# Intel Pentium 4 3Ghz 1mb cache vs Intel Pentium 4 3.2ghz 512kb cache



## thefallen (Jan 5, 2010)

Hello,
I was upgrading an old computer I had so I could do some gaming on it, but I can't decide which processor to take, as i don't know which would be better. As you can see, one has a bigger cache but less hertz, and the other has 200 more hertz but only 512kb of cache. Can anyone tell me which processor would be better for gaming and what are their pros and cons? Thanks in advance!


----------



## JohnWill (Oct 19, 2002)

I'd probably lean to the larger cache, the difference of a few percent of processor power probably isn't as significant.


----------



## thefallen (Jan 5, 2010)

OK I decided to get the Pentium 4 3.2ghz 1MB cache, but I don't know whether to get the Pentium 4 3.2E Ghz (Prescott) 1mb cache, or the Pentium 4 Extreme Edition 840 L3 2mb cache.
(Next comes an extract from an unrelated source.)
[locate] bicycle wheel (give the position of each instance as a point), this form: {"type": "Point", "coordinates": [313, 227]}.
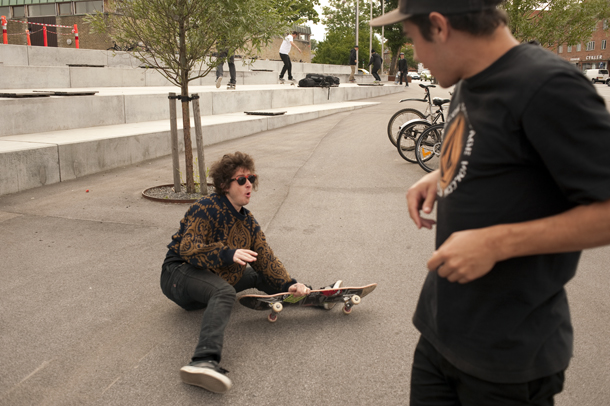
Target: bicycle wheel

The Extreme is more expensive of course, but I just want a Pentium 4 processor that supports 64-bit Operating Systems in the socket 478, and I'm not sure which of these do. Can you help me out?


----------



## JohnWill (Oct 19, 2002)

Have you checked the exact model number of these two processors to make sure they'll support a 64 bit O/S?


----------